Pour le directeur général d'Alcatel-Lucent, Michel Combes, aux commandes depuis tout juste deux ans, « c'est le couronnement de ces deux dernières années », comme s'il s'agissait finalement de l'objectif ultime de son mandat. Il n'a pas répondu sur son éventuel bonus lié à la réalisation de l'opération, qui devrait tout de même prendre un an à se boucler (premier semestre 2016).

« Shift supprimer »

Venu de Vodafone après avoir dirigé TDF et travaillé chez Orange, le dirigeant français, au parcours de "cost-killer" accompli, survolté et peu enclin au sentimentalisme, s'était fait le chantre du « patriotisme économique » à son arrivée chez Alcatel-Lucent. Il se dit aujourd'hui « fier et heureux » de laisser Alcatel-Lucent « dans des mains que je sais solides et fortes, Rajeev a une très grande compréhension du secteur.

« Je n'ai aucun doute sur le succès de cette formidable aventure », en souhaitant « bon vent et longue vie au projet Nokia » a lancé le DG d'Alcatel.


On imagine la stupeur, voire le désarroi des salariés auxquels le DG faisait récemment l'article sur le nouveau chapitre de son plan Shift, axé désormais sur l'innovation après la restructuration. « Que devient le projet industriel pour Alcatel ? » s'interrogeaient ainsi les représentants CFDT mardi.


Le plan Shift (changer, déplacer) pourrait se rebaptiser « Shift Supprimer », puisque le nom du groupe va disparaître, sa culture aussi. « Le modèle opérationnel de Nokia sera la pierre angulaire du plan d'intégration » prévient le groupe finlandais.

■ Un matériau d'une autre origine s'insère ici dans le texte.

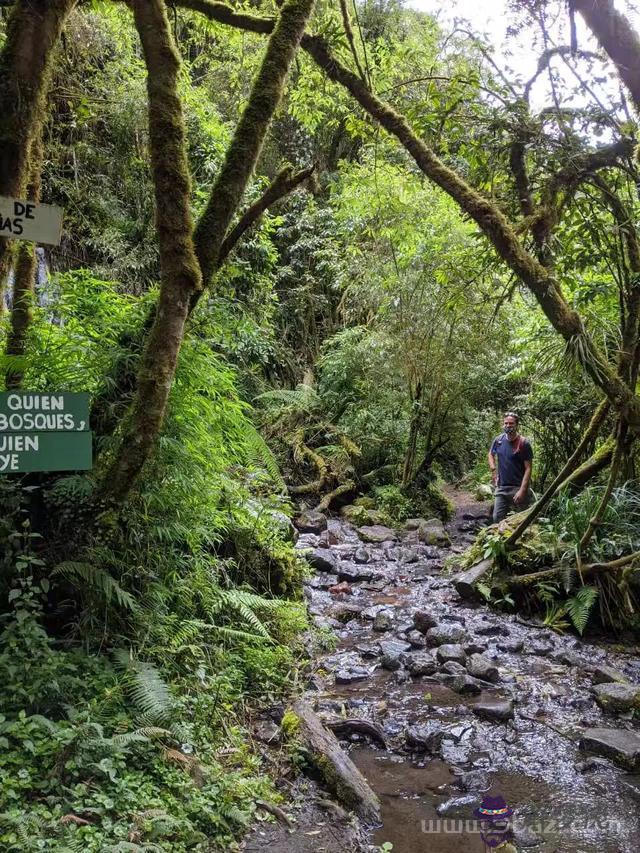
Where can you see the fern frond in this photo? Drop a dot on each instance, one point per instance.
(97, 582)
(145, 686)
(579, 607)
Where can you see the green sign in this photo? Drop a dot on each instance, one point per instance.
(44, 432)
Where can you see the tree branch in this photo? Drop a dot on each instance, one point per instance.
(284, 183)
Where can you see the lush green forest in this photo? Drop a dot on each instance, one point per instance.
(311, 253)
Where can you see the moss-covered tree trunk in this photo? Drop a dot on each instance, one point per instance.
(618, 38)
(489, 218)
(24, 282)
(33, 32)
(182, 279)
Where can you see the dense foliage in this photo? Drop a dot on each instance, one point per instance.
(362, 338)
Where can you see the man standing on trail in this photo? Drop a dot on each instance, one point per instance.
(510, 463)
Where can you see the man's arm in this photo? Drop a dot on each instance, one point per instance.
(492, 460)
(524, 486)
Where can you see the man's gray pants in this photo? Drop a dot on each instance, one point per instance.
(504, 502)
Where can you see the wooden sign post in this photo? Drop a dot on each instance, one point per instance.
(44, 432)
(26, 220)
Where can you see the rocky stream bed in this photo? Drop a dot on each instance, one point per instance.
(464, 702)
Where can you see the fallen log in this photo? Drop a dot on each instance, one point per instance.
(465, 583)
(338, 772)
(359, 726)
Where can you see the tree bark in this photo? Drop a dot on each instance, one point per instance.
(185, 261)
(24, 283)
(489, 218)
(617, 37)
(180, 273)
(33, 32)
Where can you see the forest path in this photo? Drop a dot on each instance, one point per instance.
(499, 710)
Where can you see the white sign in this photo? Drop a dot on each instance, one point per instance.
(26, 220)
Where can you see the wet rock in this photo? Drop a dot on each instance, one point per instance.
(425, 738)
(393, 647)
(368, 651)
(481, 667)
(423, 621)
(376, 533)
(614, 696)
(345, 612)
(432, 532)
(461, 683)
(591, 763)
(408, 555)
(607, 675)
(321, 581)
(473, 780)
(442, 634)
(421, 664)
(323, 560)
(350, 676)
(390, 662)
(267, 731)
(620, 745)
(475, 648)
(382, 621)
(354, 574)
(542, 648)
(491, 630)
(311, 521)
(496, 710)
(451, 651)
(568, 658)
(458, 805)
(341, 589)
(416, 639)
(524, 836)
(512, 646)
(452, 667)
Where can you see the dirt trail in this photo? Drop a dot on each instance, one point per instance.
(500, 709)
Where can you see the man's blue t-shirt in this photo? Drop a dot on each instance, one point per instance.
(511, 458)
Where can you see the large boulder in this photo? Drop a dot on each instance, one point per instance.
(451, 651)
(311, 521)
(481, 667)
(620, 745)
(376, 533)
(444, 633)
(614, 696)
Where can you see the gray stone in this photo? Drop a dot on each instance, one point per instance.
(512, 646)
(457, 805)
(443, 634)
(613, 696)
(496, 710)
(416, 639)
(362, 556)
(607, 675)
(421, 664)
(432, 532)
(349, 676)
(425, 738)
(311, 521)
(382, 621)
(376, 533)
(620, 745)
(481, 667)
(423, 621)
(323, 560)
(461, 683)
(452, 667)
(451, 651)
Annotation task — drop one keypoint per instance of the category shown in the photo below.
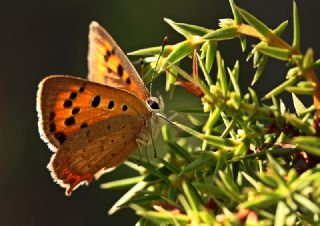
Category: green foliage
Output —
(256, 163)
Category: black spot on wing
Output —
(95, 101)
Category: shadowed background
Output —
(40, 38)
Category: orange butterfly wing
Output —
(109, 65)
(83, 122)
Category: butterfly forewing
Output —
(109, 65)
(84, 122)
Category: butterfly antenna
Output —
(142, 68)
(154, 147)
(165, 39)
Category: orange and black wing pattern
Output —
(109, 65)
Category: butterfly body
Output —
(93, 126)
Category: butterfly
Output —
(93, 125)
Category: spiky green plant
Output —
(256, 163)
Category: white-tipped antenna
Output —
(165, 39)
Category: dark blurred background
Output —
(40, 38)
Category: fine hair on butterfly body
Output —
(93, 125)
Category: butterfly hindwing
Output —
(68, 104)
(109, 65)
(83, 122)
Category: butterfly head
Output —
(155, 104)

« Ce sont deux groupes internationaux, mondiaux, même s'ils ont des racines bien sûr. Il y a plus de patrons français de business units chez Nokia que chez Alcatel » a souligné Michel Combes.

Patriotisme économique à géométrie variable


Alors le patriotisme économique n'était-il qu'un discours instrumentalisé pour forcer la main aux clients opérateurs et aider au redressement, temporaire, avant une vente?

« J'ai toujours dit qu'il faut arrêter d'en parler et en faire. Toutes les régions du monde en font, du patriotisme économique. Il nous faut un champion européen et comme le dit Philippe Camus [le président du conseil d'administration d'Alcatel-Lucent et ex-coprésident d'EADS], tous ne peuvent être français. »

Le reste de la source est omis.